Biographical Sketch of Edward Lindsay Powell


Text from Moore, W. T. (editor), The New Living Pulpit of the Christian Church: A Series of Discourses, Doctrinal and Practical, by Representative Men among the Disciples of Christ, St. Louis: Christian Board of Publication, 1918. Pages 89-90. This online edition © 1998, James L. McMillan.

Born: King William County, Virginia, May 8, 1860.
Died: Louisville, Kentucky, April 19, 1933.

The subject of this sketch occupies a unique position among the Disciples. He is the last prominent representative of the Old School of Oratory which was fashionable in the days of Henry Clay, and even Henry Clay, if living, would not be ashamed of Dr. Powell's style. Of course, there is no stereotyped style of oration. Bishop Whately defines the true orator as the man who by honorable means can carry his point, and according to this, Dr. Powell is a true orator. Indeed, it is doubtful if there is another preacher among the Disciples who is capable of wielding more immediate influence in a single discourse.

Dr. Powell was born in King William County, Virginia, May 8, 1860, and is therefore just now in the period of his mature and strongest intellectual manhood. He received the B.L. degree from Christian University, at Canton, Missouri, in 1881, and later the LL.D. from Transylvania University and the University of Kentucky. But while his academic scholarship is good, he is really what is styled a self-made man, and this fact is, perhaps, the parent of that independent character which has given him his unique position among the preachers of his day.

He does his own thinking, and while he is courteous and kind to those who differ with him, his very nature rebels against the dogmatism of ignorance and the despotism of intolerance.

He has been married twice; first, to Miss Lida Smoot, of Maysville, Kentucky, May 11, 1887, who died February. 16, 1907. He was again married in 1909 to Dr. Anna M. D. Gordon, of Mungeli, C. P. India.

He has held pastorates at Lynchburg, Virginia, Charlottesville, Virginia, Gordonsville, Virginia, Norfolk, Virginia, and at Hopkinsville, Kentucky, and Maysville, Kentucky. But his most distinguished pastorate is the one he now holds, at First Christian Church, Louisville, Kentucky, where he has been located since 1887.

His ministry at Louisville is another evidence of the power of a long pastorate. While his services are sought in many directions, he seldom leaves his local work for even the most inviting call of a general character. Of course he has had numerous calls to other inviting fields, but he has persistently turned all these down, and has now served about thirty years at one church. What that church is today, he, by divine favor, has made it, and what he is today, that church, with God's blessing, has made him. It is this mutual helpfulness which is so desirable, and which comes about only in a long pastorate.

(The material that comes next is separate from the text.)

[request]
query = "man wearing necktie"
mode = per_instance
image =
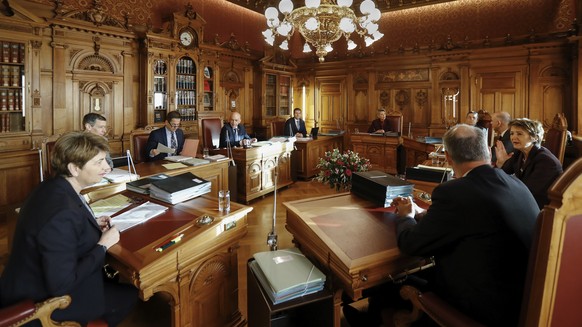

Another element in Dr. Powell's success is his giving the pulpit the first place in all his life work. He has not spoiled his sermons by denuding them of strength in order to enable him to play hide and seek with literature. He has published only two books, neither of which is very pretentious, but both of which are within his pulpit ministrations, "Savonarola, or the Reformation of a City," and a volume of sermons entitled "The Victory of Faith."